Tsipras, who has a fragile parliamentary majority, wants to conclude the review swiftly to start talks on debt relief hoping to convince an angry public that their sacrifices are paying off after six years of austerity and lure back investors.
Greece signed up to a new bailout agreement worth up to 86 billion euros ($93.6 billion) last year, staving off the immediate threat of the country toppling out of the euro zone.
But differences among the lenders on an estimated fiscal shortfall by 2018, which may force the left-led government to cut pensions despite its pre-election promises, have delayed the EU/IMF mission chiefs return, casting a cloud on Tsipras' plans.
Athens puts the fiscal gap at 1 percent of economic output while EU lenders estimate it will be around 3 percent of gross domestic product (GDP) and the International Monetary Fund (IMF) sees a gap of at least 4.5 percent of GDP, according to sources.
"There must be agreement among lenders so that we can progress," Tsipras said calling on the IMF to "return to realism".
Pressed on whether the assessment would be concluded in March, Tsipras answered: "I think Easter will bring a resurrection of the economy."
He did not specify if he meant Western Easter, celebrated on March 27 or the Eastern Orthodox Easter, marked on May 1.

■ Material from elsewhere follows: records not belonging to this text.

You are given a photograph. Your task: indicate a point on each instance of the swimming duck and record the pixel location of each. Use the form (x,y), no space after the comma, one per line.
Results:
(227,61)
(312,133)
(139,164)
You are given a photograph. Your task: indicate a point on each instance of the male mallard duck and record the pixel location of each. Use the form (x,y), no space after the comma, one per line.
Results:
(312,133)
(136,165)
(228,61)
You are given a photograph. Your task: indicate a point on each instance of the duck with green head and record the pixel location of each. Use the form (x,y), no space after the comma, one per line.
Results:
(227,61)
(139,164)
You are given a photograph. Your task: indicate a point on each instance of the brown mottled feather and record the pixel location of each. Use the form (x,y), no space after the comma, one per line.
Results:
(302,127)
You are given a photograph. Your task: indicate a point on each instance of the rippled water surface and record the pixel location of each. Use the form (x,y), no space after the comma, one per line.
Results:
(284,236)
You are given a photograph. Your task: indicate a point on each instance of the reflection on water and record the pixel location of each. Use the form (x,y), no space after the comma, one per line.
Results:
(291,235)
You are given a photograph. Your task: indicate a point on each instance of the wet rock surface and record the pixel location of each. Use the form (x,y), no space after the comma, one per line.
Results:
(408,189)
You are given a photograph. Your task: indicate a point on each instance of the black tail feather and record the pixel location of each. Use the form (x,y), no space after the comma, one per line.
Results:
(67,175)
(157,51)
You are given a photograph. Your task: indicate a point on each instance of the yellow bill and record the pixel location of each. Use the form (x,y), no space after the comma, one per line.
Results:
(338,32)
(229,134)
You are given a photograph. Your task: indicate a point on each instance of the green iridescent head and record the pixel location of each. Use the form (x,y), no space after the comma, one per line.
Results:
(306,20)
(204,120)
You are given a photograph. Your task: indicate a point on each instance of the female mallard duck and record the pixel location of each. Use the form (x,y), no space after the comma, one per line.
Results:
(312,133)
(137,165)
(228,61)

The inspectors of all four institutions comprising the so-called "quartet" - European Commission, European Central Bank, European Stability Mechanism and IMF - will return after they reach a consensus on the projected fiscal shortfall and other fiscal targets, a source close to lenders said.
Government officials say the IMF, which has been persistent on pension cuts since Athens signed up to its first bailout, is "less cooperative" than its EU counterparts.
The IMF is also expected to decide in the second quarter of the year whether it will participate in the program Greece agreed to last summer.